Whether he is making a wall sculpture, a tower, or a coffee table, Todd starts with the form, stacking boxes until he has something “balanced and pleasing to the eye.” At times, he draws upon a list of ideas he wants to pursue and makes the concept (e.g., Wonder Woman) fit the form.
“Fortunately, what I do has a broad range. I can make a small pedestal or a tower, build furniture or a playground. I look at the boxes as being five-sided canvases,” he says, pointing out that one side faces a wall, bottom surface, or side of another box. His smallest pieces fit on tables; the largest (with some 50 boxes) measures 12 feet wide. All are made with half-inch birch plywood.

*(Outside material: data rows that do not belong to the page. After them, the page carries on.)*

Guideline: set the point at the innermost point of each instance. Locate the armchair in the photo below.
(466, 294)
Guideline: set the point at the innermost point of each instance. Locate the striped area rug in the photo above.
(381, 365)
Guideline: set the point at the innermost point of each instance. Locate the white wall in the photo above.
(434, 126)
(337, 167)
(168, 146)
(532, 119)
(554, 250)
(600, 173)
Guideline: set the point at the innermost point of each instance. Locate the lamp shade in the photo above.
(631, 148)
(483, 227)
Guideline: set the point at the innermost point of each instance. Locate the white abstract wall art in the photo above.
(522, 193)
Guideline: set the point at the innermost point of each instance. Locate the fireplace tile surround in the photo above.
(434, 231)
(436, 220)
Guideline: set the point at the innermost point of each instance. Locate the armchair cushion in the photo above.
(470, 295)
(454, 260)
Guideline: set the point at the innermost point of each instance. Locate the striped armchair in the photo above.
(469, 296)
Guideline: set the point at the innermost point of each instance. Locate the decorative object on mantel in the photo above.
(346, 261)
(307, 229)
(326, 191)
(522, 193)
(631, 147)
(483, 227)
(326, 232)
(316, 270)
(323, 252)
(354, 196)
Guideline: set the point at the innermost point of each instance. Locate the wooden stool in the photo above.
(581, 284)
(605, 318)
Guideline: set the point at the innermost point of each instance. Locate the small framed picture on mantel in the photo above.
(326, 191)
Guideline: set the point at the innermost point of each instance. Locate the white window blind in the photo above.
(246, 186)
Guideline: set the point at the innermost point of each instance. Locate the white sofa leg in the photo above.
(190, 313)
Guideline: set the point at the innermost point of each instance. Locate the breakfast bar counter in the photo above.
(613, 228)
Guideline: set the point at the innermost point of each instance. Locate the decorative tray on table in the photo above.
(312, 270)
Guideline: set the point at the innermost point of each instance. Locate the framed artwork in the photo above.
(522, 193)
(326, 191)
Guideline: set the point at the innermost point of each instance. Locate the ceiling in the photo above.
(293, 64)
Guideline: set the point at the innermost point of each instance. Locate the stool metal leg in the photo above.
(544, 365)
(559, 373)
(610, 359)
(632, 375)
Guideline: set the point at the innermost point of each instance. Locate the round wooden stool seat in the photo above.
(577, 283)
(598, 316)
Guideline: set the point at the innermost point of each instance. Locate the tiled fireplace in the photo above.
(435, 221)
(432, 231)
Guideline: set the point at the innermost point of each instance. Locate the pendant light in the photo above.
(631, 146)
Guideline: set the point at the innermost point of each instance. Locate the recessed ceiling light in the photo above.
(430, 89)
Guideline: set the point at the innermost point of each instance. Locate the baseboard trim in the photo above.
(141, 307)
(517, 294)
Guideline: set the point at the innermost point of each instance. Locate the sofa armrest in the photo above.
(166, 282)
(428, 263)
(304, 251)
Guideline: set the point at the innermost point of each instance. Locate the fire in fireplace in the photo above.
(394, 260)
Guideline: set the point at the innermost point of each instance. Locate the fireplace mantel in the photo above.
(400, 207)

Todd sources his boxes from himself. That is, he owns a cabinet company (his business and studio share a building), and he has staff and art assistants that relieve him of the labor of box construction, sanding, priming, and spray finishing, which frees him to create, paint, and assemble.
“I work on multiple pieces at a time,” he says. “As I have gotten older, I have learned how to delegate responsibilities so I can stay in the lane that supports what I do best. By doing less, I can do more.”
Todd says the best compliment is “for somebody to say my work is really smart.”
His greatest skill beyond art, he claims, is “overcoming chronic anxiety and living happily in this world on a daily basis.”